First, we are called to be disciples of Christ who make disciples (4:6-7). Paul tells Timothy that for him to be a “good servant of Christ Jesus” involves two things: he needs to continually train himself for godliness through the words of the faith and good doctrine, and he needs to then put those things before the rest of the family of God. Timothy needs to be a disciple in commitment to ongoing training, and to make disciples by applying the truth of God to their lives against the lies they’re being told by the false teachers. Similarly, for all of us who seek to be good servants of Christ, we must be dedicated to a life of personal discipleship ourselves, and to share what Christ gives us with the community of faith to help others in their growth in Christ. But why would we dedicate our lives to this calling as opposed to any other?
We are disciples who make disciples because this is a life of ultimate value (4:8-9). Paul contrasts physical training – a life lived in pursuit of individual excellence, personal health, adulation of crowds if successful in competitions – with a life dedicated to God. Most of the pathways available to us in life offer “some value”, whether that’s success in business, sports, family, or whatever other pursuit. Yet Paul contends that “godliness” – a life spent for the sake of God’s purposes – “is of value in every way”. It expands our horizons towards what is important in the scope of eternity, which far from making us so heavenly minded that we are no earthly good, instead makes even the present life more full. When we dedicate our lives to Christ, we aim our lives toward eternal good, towards salvation that lasts, towards transformation that matters. Nothing compares to a life lived for Christ.
And what is more, this is the only way to live in gratitude for the hope God has provided us (4:10). A life of discipleship and making disciples is not an effort to earn God’s favor or pay him back for what he has done for us. Dedicating our lives to God is the grateful response of those who have received hope from the living God our Savior. While we were yet God’s enemies, he poured out his life for us and conquered the grave for us. And so since he has made it that we can set our hopes on him, we gladly toil and strive in pursuit of godliness for ourselves and others.

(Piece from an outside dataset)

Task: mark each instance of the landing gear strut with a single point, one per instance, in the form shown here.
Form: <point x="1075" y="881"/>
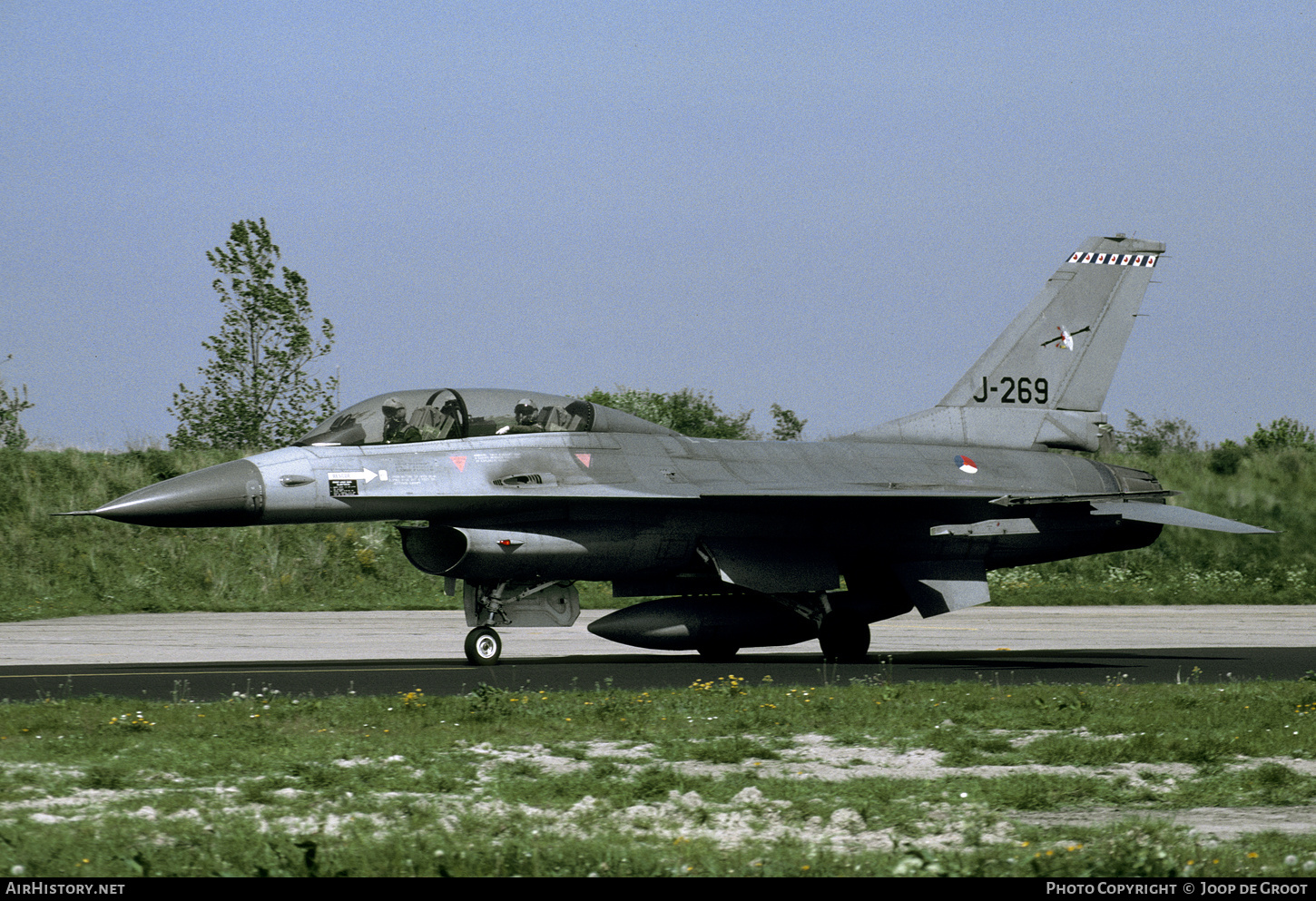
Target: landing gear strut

So what? There are lots of things we could center our lives around and aim our goals towards. Every pursuit makes promises to us. But the testimony of the disciples of Jesus is that the ultimate value is found when we dedicate our lives to being disciples of Jesus and making disciples of Jesus. May we orient our lives toward that end, experience that fullness of life from now into eternity, celebrating the hope God our Savior has given us.